Parallel zur Einführung der neuen Abgaben sollen die kostendeckende Einspeisevergütung (KEV), mit welcher heute erneuerbare Energien gefördert werden, und das Gebäudesanierungsprogramm auslaufen.
Mit der Vorlage möchte der Bundesrat gleich mehrere Fliegen mit einer Klappe schlagen: den Atomausstieg schaffen und die Klimaziele erreichen. Er hat dazu im März eine Verfassungsänderung als Teil der Energiestrategie 2050 in die Vernehmlassung geschickt. Diese ging am Freitag zu Ende.
Breiter Widerstand im Parlament zu erwarten
Über die Verfassungsänderung müsste dereinst das Volk abstimmen. Ob es so weit kommt, ist offen, denn die Vorlage dürfte in dieser Form bereits im Parlament scheitern.
Für die SP ist sie eine «Katze im Sack», die die Partei so nicht kaufen will, wie sie in ihrer Vernehmlassungsantwort schreibt. Wie den Grünen und den Umweltverbänden gefällt es der SP nicht, dass die KEV und das Gebäudesanierungsprogramm via einen Verfassungsartikel zwingend abgeschafft werden sollen, wenn zugleich offenbleibt, in welcher Form und in welcher Höhe die Lenkungsabgabe eingeführt werden soll.
Auch bliebe unklar, wie dann Energiesparen und erneuerbare Energien finanziert würden. Die Grünen und die Umweltorganisationen WWF, Pro Natura, VCS und Greenpeace schlagen deshalb anstelle eines Übergangs von einem System auf ein anderes vor, die bereits bestehenden Massnahmen mit einer neuen Lenkungsabgabe zu kombinieren.

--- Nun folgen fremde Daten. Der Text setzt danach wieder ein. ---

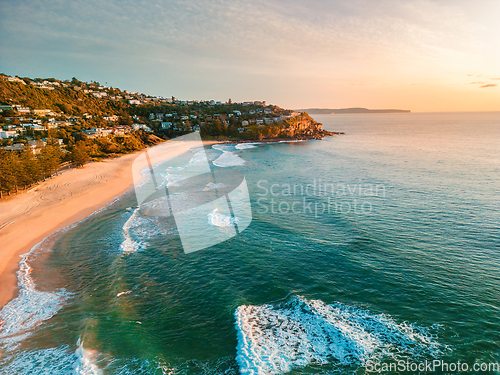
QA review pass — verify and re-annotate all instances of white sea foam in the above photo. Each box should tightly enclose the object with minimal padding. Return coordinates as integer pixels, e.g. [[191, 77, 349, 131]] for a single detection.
[[73, 339, 102, 375], [234, 142, 261, 150], [0, 244, 70, 350], [120, 207, 145, 253], [235, 297, 444, 375], [203, 182, 226, 191], [116, 290, 132, 297], [0, 196, 125, 351], [207, 208, 238, 227], [212, 151, 245, 168], [189, 149, 208, 164], [0, 340, 103, 375], [278, 139, 307, 143]]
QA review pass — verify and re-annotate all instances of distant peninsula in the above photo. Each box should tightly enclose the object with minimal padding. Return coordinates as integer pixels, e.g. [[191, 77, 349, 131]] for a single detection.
[[298, 108, 411, 115]]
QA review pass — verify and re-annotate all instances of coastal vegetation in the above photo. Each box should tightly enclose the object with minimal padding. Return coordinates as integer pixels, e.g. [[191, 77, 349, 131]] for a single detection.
[[0, 74, 333, 196]]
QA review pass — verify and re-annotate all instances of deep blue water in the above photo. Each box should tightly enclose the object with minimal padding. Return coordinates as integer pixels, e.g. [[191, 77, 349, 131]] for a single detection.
[[0, 112, 500, 374]]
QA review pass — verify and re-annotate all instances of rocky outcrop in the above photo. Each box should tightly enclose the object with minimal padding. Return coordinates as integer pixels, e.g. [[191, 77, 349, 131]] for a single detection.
[[279, 112, 336, 139]]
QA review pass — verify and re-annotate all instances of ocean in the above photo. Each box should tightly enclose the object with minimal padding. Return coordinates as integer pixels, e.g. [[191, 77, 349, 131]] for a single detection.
[[0, 112, 500, 375]]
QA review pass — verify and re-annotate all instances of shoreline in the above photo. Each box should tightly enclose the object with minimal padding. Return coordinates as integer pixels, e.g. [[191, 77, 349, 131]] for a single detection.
[[0, 141, 205, 309]]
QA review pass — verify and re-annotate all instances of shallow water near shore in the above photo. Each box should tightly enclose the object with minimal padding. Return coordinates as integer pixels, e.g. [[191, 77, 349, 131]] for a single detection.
[[0, 113, 500, 374]]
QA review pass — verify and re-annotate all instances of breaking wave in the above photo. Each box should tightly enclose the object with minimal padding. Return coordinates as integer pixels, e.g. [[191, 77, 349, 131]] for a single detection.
[[235, 297, 445, 375], [234, 142, 261, 150], [207, 208, 238, 227]]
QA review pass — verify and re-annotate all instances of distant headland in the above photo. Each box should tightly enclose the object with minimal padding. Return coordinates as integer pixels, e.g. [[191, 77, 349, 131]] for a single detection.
[[298, 108, 411, 115]]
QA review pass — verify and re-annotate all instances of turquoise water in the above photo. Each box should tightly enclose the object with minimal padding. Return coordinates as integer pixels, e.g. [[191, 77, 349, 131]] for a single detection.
[[0, 113, 500, 374]]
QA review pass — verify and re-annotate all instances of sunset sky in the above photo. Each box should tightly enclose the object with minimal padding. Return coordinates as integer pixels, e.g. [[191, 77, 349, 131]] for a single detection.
[[0, 0, 500, 112]]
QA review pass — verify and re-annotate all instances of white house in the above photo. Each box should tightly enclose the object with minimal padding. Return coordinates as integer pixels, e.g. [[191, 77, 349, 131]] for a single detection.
[[0, 130, 17, 139]]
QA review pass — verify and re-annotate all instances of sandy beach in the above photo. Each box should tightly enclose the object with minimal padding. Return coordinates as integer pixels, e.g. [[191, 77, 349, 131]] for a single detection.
[[0, 141, 200, 308]]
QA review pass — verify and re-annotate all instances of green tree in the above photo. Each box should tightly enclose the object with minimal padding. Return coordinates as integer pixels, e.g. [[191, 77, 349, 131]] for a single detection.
[[38, 145, 62, 177], [70, 141, 90, 167], [0, 150, 19, 192], [18, 150, 42, 185]]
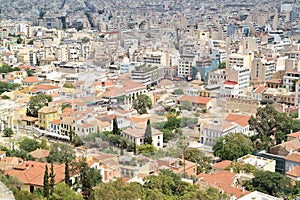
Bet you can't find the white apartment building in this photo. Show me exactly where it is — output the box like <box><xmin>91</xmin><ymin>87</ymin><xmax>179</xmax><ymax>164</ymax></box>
<box><xmin>228</xmin><ymin>66</ymin><xmax>250</xmax><ymax>94</ymax></box>
<box><xmin>251</xmin><ymin>57</ymin><xmax>276</xmax><ymax>81</ymax></box>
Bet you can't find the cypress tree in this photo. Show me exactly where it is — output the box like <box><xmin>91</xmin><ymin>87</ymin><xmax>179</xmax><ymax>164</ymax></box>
<box><xmin>44</xmin><ymin>165</ymin><xmax>49</xmax><ymax>198</ymax></box>
<box><xmin>65</xmin><ymin>160</ymin><xmax>71</xmax><ymax>186</ymax></box>
<box><xmin>49</xmin><ymin>162</ymin><xmax>55</xmax><ymax>195</ymax></box>
<box><xmin>113</xmin><ymin>117</ymin><xmax>120</xmax><ymax>135</ymax></box>
<box><xmin>144</xmin><ymin>119</ymin><xmax>153</xmax><ymax>144</ymax></box>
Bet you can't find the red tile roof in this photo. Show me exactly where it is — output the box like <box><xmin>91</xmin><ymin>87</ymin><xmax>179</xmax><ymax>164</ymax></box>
<box><xmin>212</xmin><ymin>160</ymin><xmax>231</xmax><ymax>169</ymax></box>
<box><xmin>285</xmin><ymin>166</ymin><xmax>300</xmax><ymax>178</ymax></box>
<box><xmin>285</xmin><ymin>153</ymin><xmax>300</xmax><ymax>163</ymax></box>
<box><xmin>35</xmin><ymin>84</ymin><xmax>58</xmax><ymax>90</ymax></box>
<box><xmin>198</xmin><ymin>171</ymin><xmax>250</xmax><ymax>198</ymax></box>
<box><xmin>226</xmin><ymin>114</ymin><xmax>250</xmax><ymax>127</ymax></box>
<box><xmin>23</xmin><ymin>76</ymin><xmax>39</xmax><ymax>83</ymax></box>
<box><xmin>178</xmin><ymin>95</ymin><xmax>211</xmax><ymax>105</ymax></box>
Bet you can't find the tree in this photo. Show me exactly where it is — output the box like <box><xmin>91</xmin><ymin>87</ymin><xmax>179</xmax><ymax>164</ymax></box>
<box><xmin>94</xmin><ymin>179</ymin><xmax>143</xmax><ymax>200</ymax></box>
<box><xmin>184</xmin><ymin>148</ymin><xmax>212</xmax><ymax>174</ymax></box>
<box><xmin>137</xmin><ymin>144</ymin><xmax>156</xmax><ymax>154</ymax></box>
<box><xmin>144</xmin><ymin>119</ymin><xmax>153</xmax><ymax>145</ymax></box>
<box><xmin>44</xmin><ymin>165</ymin><xmax>49</xmax><ymax>198</ymax></box>
<box><xmin>49</xmin><ymin>183</ymin><xmax>83</xmax><ymax>200</ymax></box>
<box><xmin>3</xmin><ymin>128</ymin><xmax>14</xmax><ymax>137</ymax></box>
<box><xmin>213</xmin><ymin>133</ymin><xmax>253</xmax><ymax>160</ymax></box>
<box><xmin>49</xmin><ymin>162</ymin><xmax>55</xmax><ymax>195</ymax></box>
<box><xmin>180</xmin><ymin>101</ymin><xmax>194</xmax><ymax>111</ymax></box>
<box><xmin>87</xmin><ymin>168</ymin><xmax>102</xmax><ymax>187</ymax></box>
<box><xmin>27</xmin><ymin>94</ymin><xmax>52</xmax><ymax>117</ymax></box>
<box><xmin>19</xmin><ymin>137</ymin><xmax>41</xmax><ymax>152</ymax></box>
<box><xmin>132</xmin><ymin>94</ymin><xmax>152</xmax><ymax>115</ymax></box>
<box><xmin>69</xmin><ymin>129</ymin><xmax>75</xmax><ymax>142</ymax></box>
<box><xmin>73</xmin><ymin>135</ymin><xmax>83</xmax><ymax>147</ymax></box>
<box><xmin>245</xmin><ymin>171</ymin><xmax>292</xmax><ymax>198</ymax></box>
<box><xmin>63</xmin><ymin>82</ymin><xmax>76</xmax><ymax>89</ymax></box>
<box><xmin>112</xmin><ymin>117</ymin><xmax>120</xmax><ymax>135</ymax></box>
<box><xmin>48</xmin><ymin>143</ymin><xmax>75</xmax><ymax>163</ymax></box>
<box><xmin>40</xmin><ymin>139</ymin><xmax>50</xmax><ymax>150</ymax></box>
<box><xmin>65</xmin><ymin>160</ymin><xmax>71</xmax><ymax>186</ymax></box>
<box><xmin>249</xmin><ymin>104</ymin><xmax>300</xmax><ymax>149</ymax></box>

Dagegen plädieren FDP und GLP für die vollständige Abschaffung der KEV und des Gebäudesanierungsprogramms. Die GLP kritisiert bei beiden falsche Anreize durch Mitnahmeeffekte, und die FDP will keine parallelen Systeme.
Die parallele Weiterführung von Förderung und Lenkung stört auch den Verband Schweizerischer Elektrizitätsunternehmen (VSE) und die Gruppe Grosser Stromkunden (GGS). Sie führe zu einem «unverhältnismässigen administrativen Aufwand», erhöhe die Kosten für Behörden und Unternehmen und beeinträchtige die Wettbewerbsfähigkeit.
Neue Steuern und Ausnahmen
Die FDP fürchtet ausserdem, dass die Abgabe nicht wie vom Bundesrat versprochen voll an Bevölkerung und Wirtschaft zurückerstattet wird und «zu einer neuen Steuer verkommt». Die Partei will insbesondere keine Abgabe auf Strom und keine auf Benzin und Diesel, weil sie Wettbewerbsnachteile für Schweizer Unternehmen befürchtet.
Ähnlich argumentiert der Schweizerische Gewerbeverband. Das Lenkungssystem benachteilige die KMU, weil es zu einer neuen Steuer für die Unternehmen führe, welche die die Produktionskosten in die Höhe treibe. Der Industriesektor werde durch die geplanten Rückvergütungen auf Basis der Lohnkosten ausserdem gleich doppelt bestraft.
Die GLP hätte die Vorlage des Bundesrates als Gegenvorschlag zu ihrer im März vom Volk verworfenen Initiative «Energie- statt Mehrwertsteuer» begrüsst, wie sie schreibt. Die Details der Vorlage zerpflücken aber auch die Grünliberalen.
Auf dem Gesetzesweg
Die Stellungnahmen der Parteien zeigen dem Bundesrat immerhin einen anderen Weg auf, wie er doch noch Lenkungsabgaben einführen könnte: durch eine Gesetzesänderung. Die SP schreibt, dass dann das Volk via ein Referendum auch darüber abstimmen könnte. Die Grünliberalen betonen, dass so die Reformen auf dem direkten Weg statt via Umweg erreicht werden könnten.
Fundamentalopposition kommt einzig von der SVP. Diese will überhaupt keine Lenkungsabgaben. Ein solcher «Blankocheck für den Bundesrat» würde die Energie stark verteuern und schade damit dem Werkplatz Schweiz und der Bevölkerung, schreibt sie. Sie ist damit auf einer Linie mit dem Schweizerischen Baumeisterverband und dem Hauseigentümerverband, die höhere Kosten für Unternehmen und Hauseigentümer befürchten.